Kolom Haidar Bagir – Hadhramawt dan Habib Umar Bin Hafizh (Bagian 4)

islamindonesia.id – Kolom Haidar Bagir – Hadhramawt dan Habib Umar Bin Hafizh (Bagian 4)
Pada bagian ini, saya akan sekadar menyegarkan ingatan kita akan kiprah para habaib di Nusantara pada masa lampau. Suatu bentuk kiprah atau peran yang telah memenangkan bagi mereka penghargaan dan penghormatan dari penduduk Nusantara.
Sebelum ilmu – yang dikuasai oleh para tokoh di kalangan mereka – para habaib itu adalah orang-orang dengan akhlak mulia. Tawadhu’ adalah mahkota mereka.
Tawadhu’ dan hidup bak faqir (spiritual) di hadapan Rabb-nya, dan rendah hati di hadapan sesamanya. Jangankan kepada para ulama dan kyai sesama mereka. Bahkan kepada orang-orang yang dianggap “sampah masyarakat”.
Kecintaan mereka tak membedakan sesama ciptaan Allah. Hati mereka penuh cinta kepada Sang Pencipta dan semua ciptaannya. Saya sudah menyebut beberapa nama sebelumnya. Dan Habib Umar adalah salah satu contohnya di masa sekarang, seperti juga para sufi lain, dari berbagai kelompok Muslim di berbagai belahan dunia.

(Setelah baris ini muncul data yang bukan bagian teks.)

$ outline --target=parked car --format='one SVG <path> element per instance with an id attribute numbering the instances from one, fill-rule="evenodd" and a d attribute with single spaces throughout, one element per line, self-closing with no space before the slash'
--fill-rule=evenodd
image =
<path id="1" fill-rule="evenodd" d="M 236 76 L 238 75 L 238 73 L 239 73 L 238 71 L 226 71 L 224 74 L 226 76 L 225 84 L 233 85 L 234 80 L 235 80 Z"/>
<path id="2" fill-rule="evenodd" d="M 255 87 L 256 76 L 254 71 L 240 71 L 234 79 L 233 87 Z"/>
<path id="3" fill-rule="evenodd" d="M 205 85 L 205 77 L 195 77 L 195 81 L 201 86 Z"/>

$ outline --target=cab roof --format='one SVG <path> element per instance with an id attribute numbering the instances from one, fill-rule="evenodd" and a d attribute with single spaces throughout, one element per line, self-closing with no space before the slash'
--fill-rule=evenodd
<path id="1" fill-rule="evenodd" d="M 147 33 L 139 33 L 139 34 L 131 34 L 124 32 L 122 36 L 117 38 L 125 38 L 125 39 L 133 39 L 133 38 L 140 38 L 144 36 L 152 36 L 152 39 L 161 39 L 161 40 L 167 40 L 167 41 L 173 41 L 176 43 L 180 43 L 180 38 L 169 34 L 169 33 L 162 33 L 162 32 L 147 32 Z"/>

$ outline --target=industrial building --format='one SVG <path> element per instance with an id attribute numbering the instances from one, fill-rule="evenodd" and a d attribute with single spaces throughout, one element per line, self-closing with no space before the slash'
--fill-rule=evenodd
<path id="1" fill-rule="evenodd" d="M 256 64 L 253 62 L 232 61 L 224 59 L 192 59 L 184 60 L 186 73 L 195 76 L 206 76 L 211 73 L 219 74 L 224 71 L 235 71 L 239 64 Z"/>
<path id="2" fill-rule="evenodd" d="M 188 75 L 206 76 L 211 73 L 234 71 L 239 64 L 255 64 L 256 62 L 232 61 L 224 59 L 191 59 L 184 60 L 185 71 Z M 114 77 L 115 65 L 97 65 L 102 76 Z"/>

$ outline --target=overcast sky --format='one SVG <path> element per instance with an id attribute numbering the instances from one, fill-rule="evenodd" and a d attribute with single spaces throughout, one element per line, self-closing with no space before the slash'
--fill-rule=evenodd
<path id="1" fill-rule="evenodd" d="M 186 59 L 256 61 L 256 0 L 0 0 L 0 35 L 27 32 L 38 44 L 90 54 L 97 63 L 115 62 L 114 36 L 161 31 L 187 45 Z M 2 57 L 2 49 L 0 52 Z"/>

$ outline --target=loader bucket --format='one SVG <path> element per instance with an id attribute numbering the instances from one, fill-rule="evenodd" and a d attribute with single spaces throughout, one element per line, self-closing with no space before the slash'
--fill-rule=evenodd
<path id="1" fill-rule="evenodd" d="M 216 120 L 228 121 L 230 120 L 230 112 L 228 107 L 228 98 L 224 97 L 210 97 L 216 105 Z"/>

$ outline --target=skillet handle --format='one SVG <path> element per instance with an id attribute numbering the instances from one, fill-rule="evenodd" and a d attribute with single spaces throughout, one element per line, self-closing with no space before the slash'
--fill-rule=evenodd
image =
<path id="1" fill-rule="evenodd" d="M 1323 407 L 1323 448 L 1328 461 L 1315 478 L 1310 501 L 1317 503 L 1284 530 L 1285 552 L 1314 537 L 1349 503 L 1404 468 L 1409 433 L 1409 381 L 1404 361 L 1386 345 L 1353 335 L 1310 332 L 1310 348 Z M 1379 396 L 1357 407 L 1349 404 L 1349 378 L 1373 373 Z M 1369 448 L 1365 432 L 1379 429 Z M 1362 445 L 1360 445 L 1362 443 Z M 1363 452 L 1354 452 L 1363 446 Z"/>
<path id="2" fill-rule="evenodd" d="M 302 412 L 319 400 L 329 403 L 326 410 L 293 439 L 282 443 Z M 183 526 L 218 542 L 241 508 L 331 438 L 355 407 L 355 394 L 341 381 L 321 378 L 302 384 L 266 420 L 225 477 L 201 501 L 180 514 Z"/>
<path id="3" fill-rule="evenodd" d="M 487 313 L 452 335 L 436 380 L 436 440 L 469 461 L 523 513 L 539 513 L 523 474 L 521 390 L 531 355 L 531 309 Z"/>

Ada Syaikh Ramadhan al-Bouthi di Syria, atau Syaikh Murabith Syaikh al-Haj di Mauritania (Syinqith), belum lagi para Syaikh sufi di Asia Tengah dan Asia Tenggara – termasuk di Nusantara tentu saja.
Meski Alim, mereka tak segan mendengar dan belajar dari para Kyai, dan amat menghormati mereka. Lihat betapa Habib Abdulqadir bin Ahmad menghormati Kyai Hamid Pasuruan, sambil menyampaikan bahwa beliau melihat cahaya di wajah Kyai Hamid. Dan karena ilmu, akhlak mulia, dan khususnya tawadhu’ dan tak “sok pinter” mereka, mereka justru dimuliakan.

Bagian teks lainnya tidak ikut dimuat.